By Natalia A. Ramos Miranda
SANTIAGO (Reuters) – The release of 10% of Chilean citizens’ pension funds early to help withstand the economic impact of the coronavirus pandemic has sparked an unexpected flurry of legal petitions for child support from the country’s army of indebted “baby daddies.”
Half a million petitions have been lodged for child support payments to be made by the four out of five absent parents – largely fathers – who are in default, according to the Ministry of Justice and prosecution service figures.
Pedro Maldonado, head of one of Santiago’s four family courts, said the avalanche of cases highlighted a problem in need of a solution.
“People think that child support is not an imperative like a bank loan,” he told reporters. “The large number of debtors are men because it remains the case that it falls on women to take care of their children.”
The issue of absent fathers is far from new in Chile, where they even have a nickname: “Papitas de Corazon,” or “Daddies of the Heart.”
Figures from Chile’s National Institute of Statistics show 42% of households are headed by a woman, above the regional 35% average estimated by the Economic Commission for Latin America and the Caribbean.
Despite Chile being advanced regionally terms in making child support obligatory, latency has become the norm.
“It is one of the greatest moral dramas there is in this country,” Carmen Dominguez, director of the Family Centre at Santiago’s Catholic University, told Reuters.
“Thousands of children have grown up with fathers who just could not care less. It is a completely naturalized reality.”
TIP OF THE ICEBERG
Under Chilean law, child support is at the bottom of the debt hierarchy and attracts no automatic interest or adjustments, meaning people are more likely to stop paying it than another debt like a mortgage, said Dominguez.
The issue burst into the public domain this month after irate single mothers saw an opportunity with the release of $9.654 billion so far to 7.2 million people from the country’s private pension funds after a law proposing it swept through Congress and onto the statute books on July 24.
Since then, the prosecution service, which is responsible for mediating child support agreements between separated couples, has received 500,000 petitions relating to 300,000 old and new cases of child support debts in the hope they can be settled using the pension payouts, which average $1,350.
Dominguez said those who came forward to seek payments were “the tip of the iceberg,” with many mothers simply accepting they had to shoulder the childcare burden alone.
Among those seeking the pension payout of her former partner is Daneri Plaza, 40, who has been trying to obtain overdue alimony from her daughter`s father since 2005.
Over the years, the judiciary has attempted to help her claw back an estimated $11,250 of support owed using measures that included an attempt to arrest the father. But he was never home during the attempts and has not held a steady job for his earnings to be tapped.
Plazas daughter is now 20 and studying. Given the uncertain future of Chiles students amid persistent lockdowns and weak job market, she could still use the money, her mother said.
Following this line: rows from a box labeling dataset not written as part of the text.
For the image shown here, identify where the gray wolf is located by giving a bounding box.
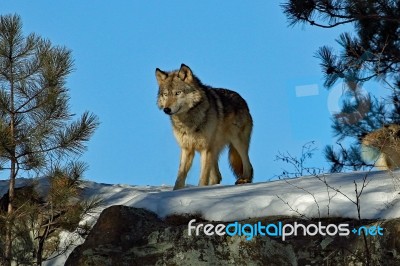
[360,124,400,170]
[156,64,253,189]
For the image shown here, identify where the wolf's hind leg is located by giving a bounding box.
[174,148,194,190]
[199,149,216,186]
[229,134,253,184]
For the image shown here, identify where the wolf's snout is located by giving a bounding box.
[164,107,171,115]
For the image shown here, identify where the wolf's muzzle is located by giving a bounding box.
[164,107,172,115]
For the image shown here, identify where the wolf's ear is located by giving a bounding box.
[156,68,168,83]
[178,64,193,82]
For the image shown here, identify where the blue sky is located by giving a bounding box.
[1,0,382,185]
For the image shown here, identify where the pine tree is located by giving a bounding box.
[282,0,400,172]
[0,15,98,265]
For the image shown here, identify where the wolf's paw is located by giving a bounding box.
[235,178,251,185]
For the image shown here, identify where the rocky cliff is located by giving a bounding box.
[65,206,400,266]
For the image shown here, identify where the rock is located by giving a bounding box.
[65,206,400,266]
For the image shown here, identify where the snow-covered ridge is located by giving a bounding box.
[0,171,400,221]
[0,171,400,266]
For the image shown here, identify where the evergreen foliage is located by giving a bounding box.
[282,0,400,172]
[0,15,99,265]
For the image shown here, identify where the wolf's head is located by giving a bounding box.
[156,64,202,115]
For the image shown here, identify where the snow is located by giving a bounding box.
[0,171,400,265]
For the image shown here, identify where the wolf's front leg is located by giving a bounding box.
[199,150,215,186]
[174,148,194,190]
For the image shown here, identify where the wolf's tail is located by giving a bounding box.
[229,144,253,184]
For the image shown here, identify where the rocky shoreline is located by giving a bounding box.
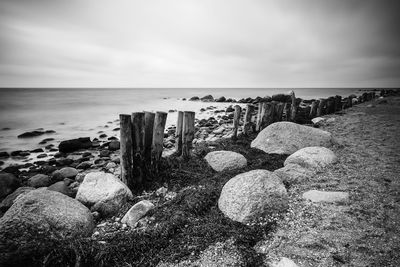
[0,88,396,267]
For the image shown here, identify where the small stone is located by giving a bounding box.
[272,257,298,267]
[303,190,349,203]
[156,187,168,196]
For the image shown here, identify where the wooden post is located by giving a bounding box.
[256,102,264,132]
[326,97,335,114]
[232,105,242,140]
[151,111,168,173]
[182,111,195,158]
[273,102,285,122]
[243,104,254,135]
[285,102,292,121]
[310,100,319,119]
[290,91,297,122]
[119,114,134,189]
[143,111,156,165]
[132,112,144,188]
[175,111,183,155]
[335,95,343,111]
[347,96,353,108]
[261,101,276,129]
[317,98,326,117]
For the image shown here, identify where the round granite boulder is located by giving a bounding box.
[251,121,333,155]
[218,170,288,223]
[204,151,247,172]
[284,147,338,170]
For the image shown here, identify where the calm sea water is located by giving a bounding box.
[0,88,358,155]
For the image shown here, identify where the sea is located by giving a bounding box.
[0,88,362,159]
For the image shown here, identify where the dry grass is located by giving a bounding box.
[259,97,400,267]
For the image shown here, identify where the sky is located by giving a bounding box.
[0,0,400,88]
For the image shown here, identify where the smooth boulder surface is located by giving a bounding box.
[218,170,288,223]
[75,172,133,216]
[53,167,79,179]
[0,188,94,265]
[0,172,20,199]
[0,187,35,212]
[303,190,349,203]
[251,122,332,155]
[274,164,315,185]
[121,200,154,228]
[58,137,92,153]
[283,147,338,170]
[28,174,51,188]
[47,178,76,198]
[204,151,247,172]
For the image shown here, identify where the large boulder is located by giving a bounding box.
[284,147,337,170]
[0,188,94,266]
[251,122,332,155]
[28,174,51,188]
[218,170,288,223]
[58,137,92,153]
[47,178,76,198]
[0,172,20,199]
[52,167,79,181]
[0,187,35,212]
[303,190,349,203]
[121,200,154,228]
[200,95,214,102]
[75,172,133,216]
[204,150,247,172]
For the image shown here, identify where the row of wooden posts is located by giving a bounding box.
[120,91,375,190]
[232,91,376,139]
[119,111,195,190]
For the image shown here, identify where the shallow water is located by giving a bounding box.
[0,88,358,155]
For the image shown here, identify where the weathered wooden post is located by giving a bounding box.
[317,98,326,117]
[284,102,292,121]
[143,111,156,165]
[310,100,319,119]
[347,96,353,108]
[243,104,254,135]
[290,91,297,122]
[232,105,242,140]
[335,95,342,111]
[261,101,276,129]
[119,114,134,189]
[175,111,183,155]
[256,102,264,132]
[131,112,145,188]
[273,102,285,122]
[326,97,335,114]
[151,111,168,173]
[182,111,195,158]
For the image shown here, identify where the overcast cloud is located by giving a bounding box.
[0,0,400,87]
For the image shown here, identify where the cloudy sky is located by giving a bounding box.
[0,0,400,87]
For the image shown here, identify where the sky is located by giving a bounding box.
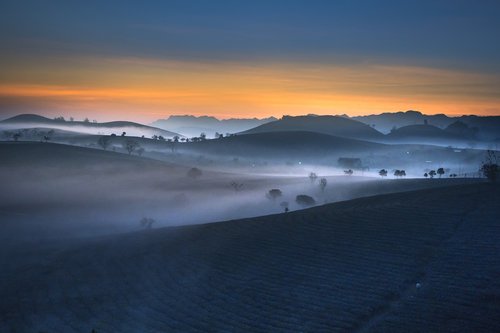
[0,0,500,122]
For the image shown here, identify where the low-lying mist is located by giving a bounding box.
[0,144,484,241]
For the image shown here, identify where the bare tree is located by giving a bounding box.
[97,136,111,150]
[123,140,140,155]
[309,172,318,183]
[480,150,500,182]
[295,194,316,207]
[280,201,289,213]
[229,181,243,192]
[319,178,328,192]
[266,188,283,201]
[437,168,445,178]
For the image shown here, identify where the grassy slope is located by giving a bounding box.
[0,184,500,332]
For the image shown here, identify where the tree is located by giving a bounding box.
[229,181,243,192]
[280,201,288,213]
[266,188,283,201]
[319,178,328,192]
[97,136,111,150]
[394,170,406,177]
[309,172,318,183]
[139,217,155,229]
[123,139,140,155]
[480,150,500,182]
[437,168,445,178]
[187,168,203,179]
[295,194,316,207]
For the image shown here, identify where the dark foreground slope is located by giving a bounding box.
[0,184,500,332]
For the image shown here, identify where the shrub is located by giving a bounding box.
[295,194,316,207]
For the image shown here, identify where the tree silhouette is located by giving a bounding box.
[280,201,289,213]
[480,150,500,182]
[229,181,243,192]
[319,178,328,192]
[309,172,318,183]
[437,168,444,178]
[295,194,316,207]
[123,140,140,155]
[266,188,283,201]
[97,136,111,150]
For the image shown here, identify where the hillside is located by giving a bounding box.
[243,116,384,140]
[0,184,500,332]
[0,114,179,137]
[151,115,276,137]
[351,110,500,141]
[386,125,468,143]
[182,130,384,158]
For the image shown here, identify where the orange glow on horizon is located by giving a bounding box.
[0,58,500,122]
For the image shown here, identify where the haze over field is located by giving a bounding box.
[0,0,500,333]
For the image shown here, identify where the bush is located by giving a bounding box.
[266,188,283,201]
[295,194,316,207]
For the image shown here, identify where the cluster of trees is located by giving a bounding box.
[479,150,500,182]
[344,169,354,176]
[309,172,328,192]
[424,168,451,179]
[266,187,316,213]
[394,169,406,178]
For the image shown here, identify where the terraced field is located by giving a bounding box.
[0,184,500,333]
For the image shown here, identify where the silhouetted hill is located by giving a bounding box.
[182,131,384,158]
[351,110,500,141]
[387,125,459,140]
[243,116,384,140]
[0,184,500,333]
[0,114,179,137]
[152,115,276,137]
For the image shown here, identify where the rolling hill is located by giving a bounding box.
[242,116,384,140]
[182,130,384,158]
[151,115,276,137]
[386,125,468,143]
[0,184,500,333]
[0,114,179,137]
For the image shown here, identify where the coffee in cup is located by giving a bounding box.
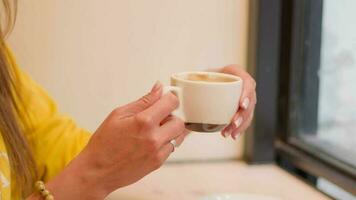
[165,72,242,132]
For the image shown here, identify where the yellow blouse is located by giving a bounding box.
[0,47,90,200]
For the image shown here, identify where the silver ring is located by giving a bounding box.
[169,139,178,152]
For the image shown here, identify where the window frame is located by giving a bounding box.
[245,0,356,195]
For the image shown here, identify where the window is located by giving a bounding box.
[246,0,356,196]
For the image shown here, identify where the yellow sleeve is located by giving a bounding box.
[9,48,90,181]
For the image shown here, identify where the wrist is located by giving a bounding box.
[46,151,109,200]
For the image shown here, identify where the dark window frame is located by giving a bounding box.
[245,0,356,195]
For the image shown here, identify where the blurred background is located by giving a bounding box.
[9,0,356,200]
[9,0,248,160]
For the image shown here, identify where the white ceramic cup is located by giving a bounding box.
[164,72,242,132]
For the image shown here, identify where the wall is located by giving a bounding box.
[9,0,248,159]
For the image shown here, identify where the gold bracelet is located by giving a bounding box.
[35,181,54,200]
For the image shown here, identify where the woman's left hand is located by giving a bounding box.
[214,65,257,139]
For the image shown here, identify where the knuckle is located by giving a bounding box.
[147,136,160,152]
[140,94,152,105]
[168,92,179,107]
[110,107,122,117]
[135,114,152,127]
[173,117,185,131]
[152,153,163,169]
[251,77,257,88]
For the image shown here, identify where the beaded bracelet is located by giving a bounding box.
[35,181,54,200]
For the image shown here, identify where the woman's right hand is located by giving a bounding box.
[41,83,187,200]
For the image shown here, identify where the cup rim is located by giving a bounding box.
[171,71,242,85]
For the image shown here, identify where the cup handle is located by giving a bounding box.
[163,86,185,121]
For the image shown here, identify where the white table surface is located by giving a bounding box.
[107,161,329,200]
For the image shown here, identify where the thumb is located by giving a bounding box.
[121,81,163,115]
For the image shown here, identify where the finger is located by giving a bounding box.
[140,92,179,124]
[175,129,190,147]
[221,94,256,137]
[231,113,253,140]
[117,82,163,116]
[231,92,256,125]
[155,116,186,144]
[221,123,233,137]
[159,132,187,159]
[239,77,256,110]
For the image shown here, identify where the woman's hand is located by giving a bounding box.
[39,84,187,200]
[214,65,257,139]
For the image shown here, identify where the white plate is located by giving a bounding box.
[201,194,282,200]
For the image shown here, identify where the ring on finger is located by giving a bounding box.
[169,139,178,152]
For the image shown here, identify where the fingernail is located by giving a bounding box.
[224,128,232,137]
[231,133,241,140]
[151,81,161,93]
[242,97,250,110]
[234,117,242,128]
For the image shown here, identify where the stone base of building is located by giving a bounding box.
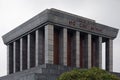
[0,64,120,80]
[0,64,73,80]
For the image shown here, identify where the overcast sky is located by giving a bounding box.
[0,0,120,76]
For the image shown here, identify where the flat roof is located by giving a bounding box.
[2,8,118,44]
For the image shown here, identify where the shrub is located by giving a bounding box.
[57,67,120,80]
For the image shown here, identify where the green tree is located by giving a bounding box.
[57,67,120,80]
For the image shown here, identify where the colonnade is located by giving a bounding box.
[7,25,113,74]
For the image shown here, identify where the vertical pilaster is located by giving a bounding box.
[13,42,16,73]
[62,28,67,65]
[45,25,54,64]
[20,38,23,71]
[106,39,113,72]
[75,31,80,67]
[27,34,30,69]
[35,30,40,66]
[7,45,10,74]
[35,30,44,66]
[98,37,102,69]
[7,43,14,74]
[87,34,91,68]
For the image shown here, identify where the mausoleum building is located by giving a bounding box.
[0,9,118,80]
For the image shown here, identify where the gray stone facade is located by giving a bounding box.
[0,9,118,80]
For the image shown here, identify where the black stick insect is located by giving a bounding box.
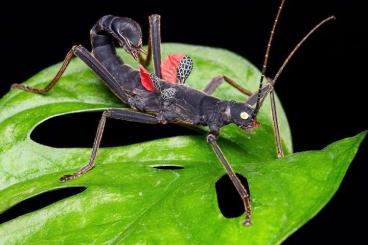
[12,0,334,225]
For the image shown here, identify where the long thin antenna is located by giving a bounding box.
[252,0,285,119]
[268,16,336,158]
[272,15,336,85]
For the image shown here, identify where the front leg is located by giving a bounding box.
[60,109,159,182]
[139,14,162,78]
[207,133,252,226]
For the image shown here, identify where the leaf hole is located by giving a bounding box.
[151,164,184,170]
[30,111,202,148]
[215,174,250,218]
[0,186,87,224]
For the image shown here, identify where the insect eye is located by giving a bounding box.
[240,111,249,120]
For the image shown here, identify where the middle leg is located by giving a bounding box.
[60,109,160,182]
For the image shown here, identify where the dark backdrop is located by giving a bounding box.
[0,0,368,244]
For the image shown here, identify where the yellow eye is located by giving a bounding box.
[240,111,249,120]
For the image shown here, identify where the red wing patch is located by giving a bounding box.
[139,66,155,92]
[161,54,184,83]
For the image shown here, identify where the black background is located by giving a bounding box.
[0,0,368,244]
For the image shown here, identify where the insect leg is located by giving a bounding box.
[11,49,74,94]
[12,45,127,101]
[207,134,252,225]
[60,109,159,182]
[203,76,253,96]
[138,15,160,68]
[139,14,162,78]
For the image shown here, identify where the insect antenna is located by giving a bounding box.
[252,0,285,119]
[254,16,336,157]
[271,15,336,85]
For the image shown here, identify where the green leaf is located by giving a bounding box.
[0,44,365,244]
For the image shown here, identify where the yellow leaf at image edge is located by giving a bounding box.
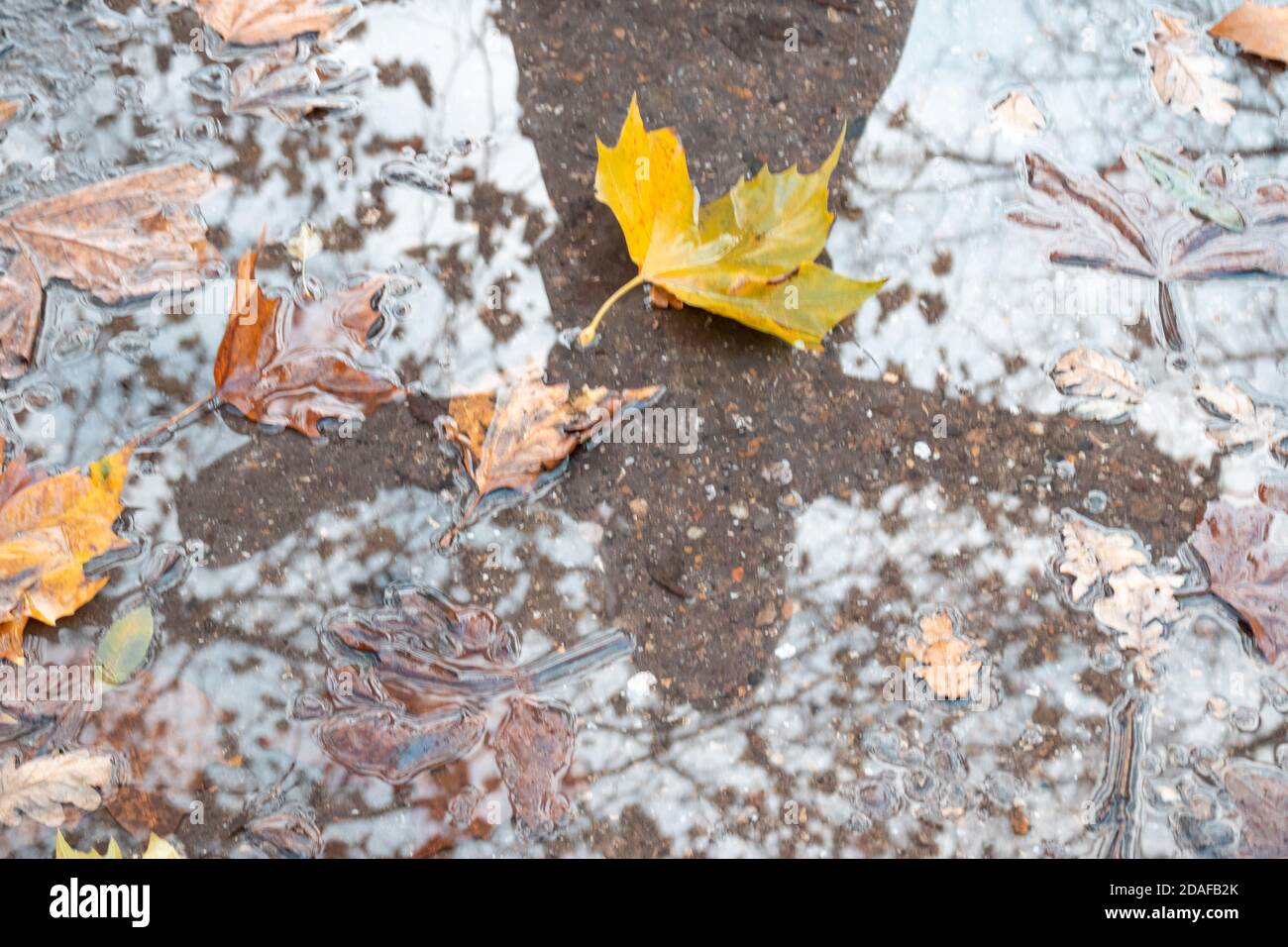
[580,98,885,349]
[54,830,183,861]
[0,447,133,665]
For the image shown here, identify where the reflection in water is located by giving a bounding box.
[0,0,1288,857]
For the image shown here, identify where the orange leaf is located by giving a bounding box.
[1208,3,1288,61]
[443,369,664,543]
[0,447,133,664]
[0,163,219,378]
[215,245,403,437]
[183,0,358,47]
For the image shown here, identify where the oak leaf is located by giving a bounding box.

“My daughter has the right to receive contributions from her father,” Plaza told Reuters.
GUARANTOR STATE
Chile’s Congress, invigorated by the widespread positive reception of the pensions bill, has passed more legislation in record time in recent weeks, including one last Wednesday to allow the pensions funds of parents who owe child support to be redirected to their children instead.
A move is also afoot to add defaulting fathers to the National Debt Registry.
However, with Chile`s unemployment rate at 11 percent and the economy projected by the Central Bank to contract between 5.5% and 7.5% in 2020, there are warnings that latent child support will only get worse if the government does not implement extensive reform.
Patricia Nuez, early child development officer for Unicef in Chile, said the move to seize released pensions was a good first step.
She added: “The problem is that this ends up being treated as an individual situation, between private parties, but we must open the discussion on the role of the state as guarantor.”